Coverage. The archive covers English-language publications
on all aspects of machine translation and computer-assisted translation,
translation memories, and translation tools; it includes also publications in
related areas of interest to researchers in the field, such as controlled
languages, cross-language information retrieval, information extraction, multilingual
resources, terminology, etc. The proceedings of conferences devoted to machine
translation (and computer-assisted translation) are covered in full from the
beginnings until 2014.Other papers from conferences not devoted to MT until 2014 have been included selectively (for
details see below.)
Copyright. All publications are the copyright of
authors (except where the copyright is held by a publisher). In general, any
material may be used and copied for teaching and research purposes. Permission is given under a Creative Commons
Attribution-NonCommercial-ShareAlike 3.0 License. Permission to download is
not
given, therefore, to any individuals or organizations which charge or
intend to charge users (by fees or by subscriptions) for materials on their
databases.
Citations. Every effort has been made
to ensure the correctness and completeness of the bibliographical details. When
citing articles it is recommended that these full details are given - plus, if
and where appropriate, this source (http://www.mt-archive.net) and the file
name. File names consist generally of an abbreviation for the conference name, for
organizations holding the conference, or for the journal title, followed by the
year and the name of the first author. For example, ‘http://www.mt-archive.net/AMTA-1994-White’

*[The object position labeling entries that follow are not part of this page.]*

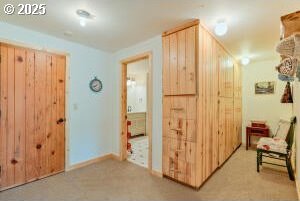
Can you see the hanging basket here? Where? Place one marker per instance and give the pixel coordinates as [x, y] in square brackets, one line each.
[287, 96]
[286, 47]
[288, 66]
[297, 46]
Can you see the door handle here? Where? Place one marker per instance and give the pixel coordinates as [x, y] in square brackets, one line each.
[60, 121]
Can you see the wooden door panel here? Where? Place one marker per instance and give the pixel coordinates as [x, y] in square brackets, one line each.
[4, 115]
[48, 113]
[238, 121]
[32, 94]
[61, 75]
[40, 112]
[229, 130]
[225, 74]
[226, 129]
[182, 89]
[11, 117]
[32, 169]
[173, 64]
[237, 81]
[166, 65]
[20, 115]
[53, 145]
[190, 57]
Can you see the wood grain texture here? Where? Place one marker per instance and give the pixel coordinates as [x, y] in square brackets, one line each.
[20, 115]
[166, 65]
[32, 171]
[208, 121]
[28, 93]
[237, 81]
[4, 115]
[11, 117]
[190, 23]
[61, 75]
[173, 64]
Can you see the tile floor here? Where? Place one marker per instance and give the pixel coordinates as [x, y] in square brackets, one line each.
[140, 148]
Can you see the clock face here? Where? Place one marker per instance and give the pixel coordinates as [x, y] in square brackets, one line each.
[96, 85]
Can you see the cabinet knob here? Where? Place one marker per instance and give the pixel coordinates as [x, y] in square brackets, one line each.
[14, 161]
[61, 120]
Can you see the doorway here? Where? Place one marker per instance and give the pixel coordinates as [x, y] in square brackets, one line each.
[136, 113]
[32, 122]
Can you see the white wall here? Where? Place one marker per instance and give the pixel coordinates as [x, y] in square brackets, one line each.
[155, 46]
[263, 107]
[137, 94]
[89, 124]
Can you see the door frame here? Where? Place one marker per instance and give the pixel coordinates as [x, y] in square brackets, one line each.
[67, 87]
[123, 105]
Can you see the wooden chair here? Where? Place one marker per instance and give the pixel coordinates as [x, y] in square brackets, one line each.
[277, 148]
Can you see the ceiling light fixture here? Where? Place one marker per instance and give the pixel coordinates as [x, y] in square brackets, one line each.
[82, 22]
[221, 28]
[245, 61]
[84, 16]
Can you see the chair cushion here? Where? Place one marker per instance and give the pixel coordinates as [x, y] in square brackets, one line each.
[282, 129]
[272, 144]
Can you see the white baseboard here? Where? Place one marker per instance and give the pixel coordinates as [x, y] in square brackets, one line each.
[91, 161]
[156, 173]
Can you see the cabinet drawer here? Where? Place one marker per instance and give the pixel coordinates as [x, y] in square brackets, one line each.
[180, 170]
[183, 107]
[179, 150]
[180, 129]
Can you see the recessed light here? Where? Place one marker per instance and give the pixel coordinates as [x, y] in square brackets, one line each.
[221, 28]
[245, 61]
[68, 33]
[82, 22]
[84, 16]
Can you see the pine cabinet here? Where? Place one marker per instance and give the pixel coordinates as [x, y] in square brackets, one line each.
[179, 62]
[201, 104]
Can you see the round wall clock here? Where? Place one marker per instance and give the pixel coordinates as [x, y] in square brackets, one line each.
[96, 85]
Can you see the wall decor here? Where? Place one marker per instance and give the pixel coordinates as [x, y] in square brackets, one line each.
[287, 96]
[265, 87]
[96, 85]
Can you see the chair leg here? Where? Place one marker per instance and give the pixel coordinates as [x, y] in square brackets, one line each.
[289, 167]
[260, 158]
[257, 160]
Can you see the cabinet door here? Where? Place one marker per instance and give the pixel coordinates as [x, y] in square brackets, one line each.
[179, 160]
[32, 129]
[174, 64]
[225, 74]
[179, 62]
[226, 131]
[237, 81]
[238, 121]
[166, 65]
[190, 57]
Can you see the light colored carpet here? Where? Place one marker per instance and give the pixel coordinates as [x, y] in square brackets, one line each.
[140, 148]
[114, 180]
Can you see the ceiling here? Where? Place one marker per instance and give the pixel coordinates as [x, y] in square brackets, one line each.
[138, 67]
[253, 24]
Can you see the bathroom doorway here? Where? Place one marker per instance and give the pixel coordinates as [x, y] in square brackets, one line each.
[136, 110]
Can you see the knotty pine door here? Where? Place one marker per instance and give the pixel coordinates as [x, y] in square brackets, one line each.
[32, 134]
[179, 62]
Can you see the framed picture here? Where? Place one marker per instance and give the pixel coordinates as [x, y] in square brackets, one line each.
[265, 87]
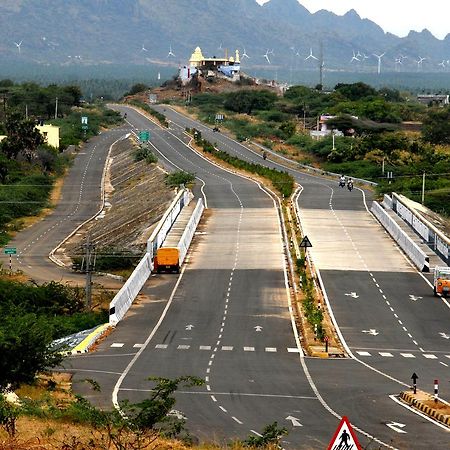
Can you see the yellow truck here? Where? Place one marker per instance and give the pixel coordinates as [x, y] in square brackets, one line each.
[441, 285]
[167, 259]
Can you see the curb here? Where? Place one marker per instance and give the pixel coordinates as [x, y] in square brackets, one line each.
[409, 398]
[88, 341]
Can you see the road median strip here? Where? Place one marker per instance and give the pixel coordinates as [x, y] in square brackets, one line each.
[419, 401]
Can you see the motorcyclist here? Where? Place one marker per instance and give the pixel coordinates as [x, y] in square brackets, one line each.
[350, 184]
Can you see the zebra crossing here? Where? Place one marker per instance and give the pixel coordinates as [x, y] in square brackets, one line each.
[401, 354]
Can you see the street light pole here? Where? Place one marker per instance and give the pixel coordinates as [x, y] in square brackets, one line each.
[423, 188]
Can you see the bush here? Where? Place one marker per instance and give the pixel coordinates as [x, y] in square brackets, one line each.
[179, 178]
[145, 154]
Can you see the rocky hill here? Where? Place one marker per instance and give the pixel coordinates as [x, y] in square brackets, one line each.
[87, 32]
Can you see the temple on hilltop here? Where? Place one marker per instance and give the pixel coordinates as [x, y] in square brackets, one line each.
[226, 67]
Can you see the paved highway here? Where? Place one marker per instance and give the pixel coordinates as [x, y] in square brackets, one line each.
[227, 319]
[386, 313]
[80, 199]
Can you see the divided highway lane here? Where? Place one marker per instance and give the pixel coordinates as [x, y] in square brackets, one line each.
[227, 322]
[80, 200]
[371, 287]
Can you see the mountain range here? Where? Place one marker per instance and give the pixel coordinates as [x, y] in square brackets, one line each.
[87, 32]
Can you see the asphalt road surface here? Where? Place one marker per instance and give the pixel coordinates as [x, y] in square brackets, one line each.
[80, 200]
[227, 320]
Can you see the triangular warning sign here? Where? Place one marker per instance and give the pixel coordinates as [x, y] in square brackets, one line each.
[305, 242]
[344, 438]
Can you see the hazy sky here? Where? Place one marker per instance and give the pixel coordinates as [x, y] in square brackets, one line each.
[396, 16]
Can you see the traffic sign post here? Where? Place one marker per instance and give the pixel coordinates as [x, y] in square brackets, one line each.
[414, 377]
[10, 251]
[344, 437]
[144, 136]
[305, 242]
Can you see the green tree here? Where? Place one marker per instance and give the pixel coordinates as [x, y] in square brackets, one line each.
[22, 137]
[25, 349]
[247, 101]
[436, 127]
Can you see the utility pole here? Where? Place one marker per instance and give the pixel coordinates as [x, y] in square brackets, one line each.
[321, 64]
[89, 262]
[423, 188]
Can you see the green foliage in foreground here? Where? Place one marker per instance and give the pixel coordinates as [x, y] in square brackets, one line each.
[32, 317]
[135, 423]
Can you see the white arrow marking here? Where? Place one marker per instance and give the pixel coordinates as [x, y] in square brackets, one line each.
[372, 332]
[178, 414]
[294, 420]
[396, 426]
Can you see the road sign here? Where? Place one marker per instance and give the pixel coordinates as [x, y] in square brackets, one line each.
[344, 437]
[414, 377]
[305, 242]
[144, 136]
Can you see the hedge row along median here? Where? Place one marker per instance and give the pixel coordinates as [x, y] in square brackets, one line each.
[282, 181]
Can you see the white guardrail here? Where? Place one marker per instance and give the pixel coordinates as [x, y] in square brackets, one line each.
[417, 256]
[129, 291]
[434, 238]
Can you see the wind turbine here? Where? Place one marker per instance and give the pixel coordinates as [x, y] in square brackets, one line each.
[311, 55]
[419, 62]
[18, 45]
[354, 57]
[379, 61]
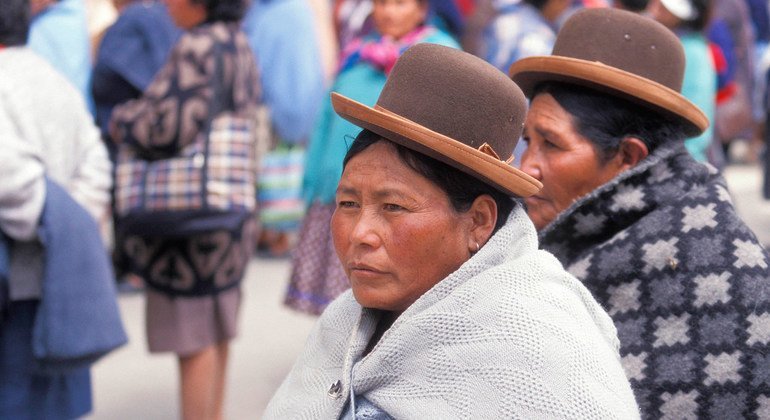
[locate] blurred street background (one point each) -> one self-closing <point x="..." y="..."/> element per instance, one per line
<point x="132" y="384"/>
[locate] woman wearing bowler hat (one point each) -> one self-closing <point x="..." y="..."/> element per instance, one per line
<point x="453" y="312"/>
<point x="651" y="232"/>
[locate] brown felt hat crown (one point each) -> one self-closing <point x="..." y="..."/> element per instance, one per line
<point x="454" y="107"/>
<point x="620" y="53"/>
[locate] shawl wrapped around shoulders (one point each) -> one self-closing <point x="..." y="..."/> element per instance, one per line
<point x="510" y="334"/>
<point x="685" y="280"/>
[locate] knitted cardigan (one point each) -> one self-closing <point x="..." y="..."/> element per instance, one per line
<point x="686" y="282"/>
<point x="510" y="334"/>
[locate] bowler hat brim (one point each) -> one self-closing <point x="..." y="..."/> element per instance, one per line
<point x="407" y="133"/>
<point x="529" y="72"/>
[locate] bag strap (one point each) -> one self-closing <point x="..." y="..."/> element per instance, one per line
<point x="216" y="106"/>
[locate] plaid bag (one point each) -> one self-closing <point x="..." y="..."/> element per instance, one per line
<point x="208" y="185"/>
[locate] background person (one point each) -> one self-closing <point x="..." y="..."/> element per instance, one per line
<point x="46" y="131"/>
<point x="688" y="20"/>
<point x="168" y="116"/>
<point x="652" y="233"/>
<point x="453" y="312"/>
<point x="317" y="277"/>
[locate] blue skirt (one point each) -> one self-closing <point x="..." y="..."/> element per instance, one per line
<point x="25" y="391"/>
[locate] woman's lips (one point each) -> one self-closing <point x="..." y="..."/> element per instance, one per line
<point x="363" y="270"/>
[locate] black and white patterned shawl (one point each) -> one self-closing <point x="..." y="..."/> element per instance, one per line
<point x="686" y="282"/>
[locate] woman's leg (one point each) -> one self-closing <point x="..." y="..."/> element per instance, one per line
<point x="223" y="349"/>
<point x="198" y="373"/>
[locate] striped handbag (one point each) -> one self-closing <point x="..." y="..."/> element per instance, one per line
<point x="209" y="185"/>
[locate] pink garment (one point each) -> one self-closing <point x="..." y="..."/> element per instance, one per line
<point x="383" y="51"/>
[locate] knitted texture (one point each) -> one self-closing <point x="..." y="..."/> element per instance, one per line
<point x="510" y="334"/>
<point x="685" y="281"/>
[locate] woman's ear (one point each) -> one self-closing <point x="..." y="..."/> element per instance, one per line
<point x="483" y="217"/>
<point x="632" y="151"/>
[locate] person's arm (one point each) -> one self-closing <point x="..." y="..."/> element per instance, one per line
<point x="22" y="192"/>
<point x="173" y="109"/>
<point x="91" y="182"/>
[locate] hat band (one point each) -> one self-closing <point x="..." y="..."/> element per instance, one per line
<point x="484" y="148"/>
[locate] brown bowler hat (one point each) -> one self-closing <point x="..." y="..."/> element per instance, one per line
<point x="621" y="53"/>
<point x="454" y="107"/>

refers to a paper given by John White at the 1994 conference of the Association
for Machine Translation in the Americas. Users may be assured that these file
names will not be changed, so that references and hyperlinks will always be
valid.
Format. Publications are provided
in PDF format (sometimes converted from PostScript or PowerPoint). As far as
possible, publications have been scanned (and checked by the compiler for typographical
mistakes) from the original hard copies. However, the reproduction and
legibility of some PDF files are sometimes poor. In due course some of these
will be re-scanned.
Indexes. All publications (pre- and
post-2014) are listed in the index of authors under the
names of all authors (in as full
forms as can be ascertained). Note that names beginning Mc are ‘spelled out’ as Mac, and that diacritics are ignored (i.e. ü is filed as if u, ø as if o, å
as if a, č as if c, etc.).
Until
2014 the archive included a number of indexes for organizations and
affiliations, for languages and language pairs, for methods and techniques, for
applications, for linguistic and computational aspects, for aspects of
evaluation, for corpora and resources, for system names, and so forth. For
details see the guide to
subject indexes. Each of these indexes has been sub-divided into
appropriate time periods (2010-2014. 2005-2009, 2000-2004, 1990-1999, and
pre-1990).
Note
that in all indexes publications are listed in reverse chronological order.

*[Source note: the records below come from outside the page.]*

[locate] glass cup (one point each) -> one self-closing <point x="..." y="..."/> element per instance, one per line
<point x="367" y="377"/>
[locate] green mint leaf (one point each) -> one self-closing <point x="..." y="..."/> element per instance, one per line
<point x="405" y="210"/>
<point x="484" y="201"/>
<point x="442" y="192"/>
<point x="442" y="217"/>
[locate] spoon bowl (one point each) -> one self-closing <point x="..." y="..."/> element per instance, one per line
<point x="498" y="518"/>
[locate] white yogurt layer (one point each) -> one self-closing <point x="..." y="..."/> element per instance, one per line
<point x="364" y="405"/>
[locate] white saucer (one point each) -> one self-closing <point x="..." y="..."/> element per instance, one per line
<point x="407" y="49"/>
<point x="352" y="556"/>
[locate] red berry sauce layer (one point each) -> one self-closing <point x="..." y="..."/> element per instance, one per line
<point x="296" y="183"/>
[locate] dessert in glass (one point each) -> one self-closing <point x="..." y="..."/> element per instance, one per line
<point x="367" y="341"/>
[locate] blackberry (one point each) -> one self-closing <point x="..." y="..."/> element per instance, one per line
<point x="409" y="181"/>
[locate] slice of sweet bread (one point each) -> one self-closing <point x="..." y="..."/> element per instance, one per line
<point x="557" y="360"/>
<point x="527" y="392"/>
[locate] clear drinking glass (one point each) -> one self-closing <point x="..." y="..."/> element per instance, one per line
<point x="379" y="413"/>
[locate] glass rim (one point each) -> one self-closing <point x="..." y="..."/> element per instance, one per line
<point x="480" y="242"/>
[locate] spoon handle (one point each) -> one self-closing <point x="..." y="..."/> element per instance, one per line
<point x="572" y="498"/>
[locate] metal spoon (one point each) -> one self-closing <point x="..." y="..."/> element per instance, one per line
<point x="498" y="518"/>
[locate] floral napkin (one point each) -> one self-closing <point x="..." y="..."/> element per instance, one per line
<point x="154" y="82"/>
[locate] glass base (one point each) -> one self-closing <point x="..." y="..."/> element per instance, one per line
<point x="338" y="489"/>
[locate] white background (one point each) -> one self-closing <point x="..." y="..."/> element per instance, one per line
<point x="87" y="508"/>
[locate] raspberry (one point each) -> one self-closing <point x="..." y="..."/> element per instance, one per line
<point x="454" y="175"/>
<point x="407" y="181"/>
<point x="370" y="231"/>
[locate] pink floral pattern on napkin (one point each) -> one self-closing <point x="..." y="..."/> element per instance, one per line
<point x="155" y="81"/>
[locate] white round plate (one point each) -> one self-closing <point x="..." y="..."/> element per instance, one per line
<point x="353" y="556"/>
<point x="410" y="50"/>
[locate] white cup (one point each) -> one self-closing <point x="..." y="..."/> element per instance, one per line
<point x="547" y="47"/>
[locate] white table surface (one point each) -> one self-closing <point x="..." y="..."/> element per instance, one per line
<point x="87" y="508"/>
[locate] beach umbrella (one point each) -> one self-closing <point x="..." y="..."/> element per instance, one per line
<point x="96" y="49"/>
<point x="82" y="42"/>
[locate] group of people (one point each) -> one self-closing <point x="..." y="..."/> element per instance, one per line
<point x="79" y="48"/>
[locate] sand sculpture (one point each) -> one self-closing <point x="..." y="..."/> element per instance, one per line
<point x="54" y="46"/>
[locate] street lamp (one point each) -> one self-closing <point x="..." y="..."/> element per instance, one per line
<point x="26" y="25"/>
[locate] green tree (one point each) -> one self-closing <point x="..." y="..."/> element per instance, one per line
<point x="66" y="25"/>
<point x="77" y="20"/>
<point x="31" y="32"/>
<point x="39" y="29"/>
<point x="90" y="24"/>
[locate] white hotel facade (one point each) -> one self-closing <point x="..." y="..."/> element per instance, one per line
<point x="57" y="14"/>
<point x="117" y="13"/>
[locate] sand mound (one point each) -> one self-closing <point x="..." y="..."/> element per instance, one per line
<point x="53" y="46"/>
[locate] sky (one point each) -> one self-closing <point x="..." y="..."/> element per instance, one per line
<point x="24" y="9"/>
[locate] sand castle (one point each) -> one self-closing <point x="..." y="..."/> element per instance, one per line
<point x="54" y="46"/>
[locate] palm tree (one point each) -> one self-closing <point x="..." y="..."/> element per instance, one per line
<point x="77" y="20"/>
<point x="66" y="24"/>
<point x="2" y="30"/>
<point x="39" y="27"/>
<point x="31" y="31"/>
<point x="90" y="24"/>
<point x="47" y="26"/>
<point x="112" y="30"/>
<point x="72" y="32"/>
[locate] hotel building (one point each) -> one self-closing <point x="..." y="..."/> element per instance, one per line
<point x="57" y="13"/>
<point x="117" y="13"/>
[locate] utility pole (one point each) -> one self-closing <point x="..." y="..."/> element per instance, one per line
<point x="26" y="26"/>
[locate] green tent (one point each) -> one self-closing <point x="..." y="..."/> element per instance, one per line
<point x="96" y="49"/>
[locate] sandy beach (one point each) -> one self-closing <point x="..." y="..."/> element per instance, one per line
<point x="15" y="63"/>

Conferences and journals. The proceedings
of conferences devoted entirely to MT topics are included complete in the
Archive. Tables of contents are found via the index of conferences.
In a second index
users can find a list of conferences from which articles have been selectively
included until 2014 – these are conferences covering computational linguistics
and other topics of interest to MT researchers – for example, papers included
in the ACL anthology. A third index lists
conferences, whether devoted wholly or partly to machine translation, which have
yet to be included in the Archive. There are also tables of contents for those
journals which are included so far; these are located in the index of journals.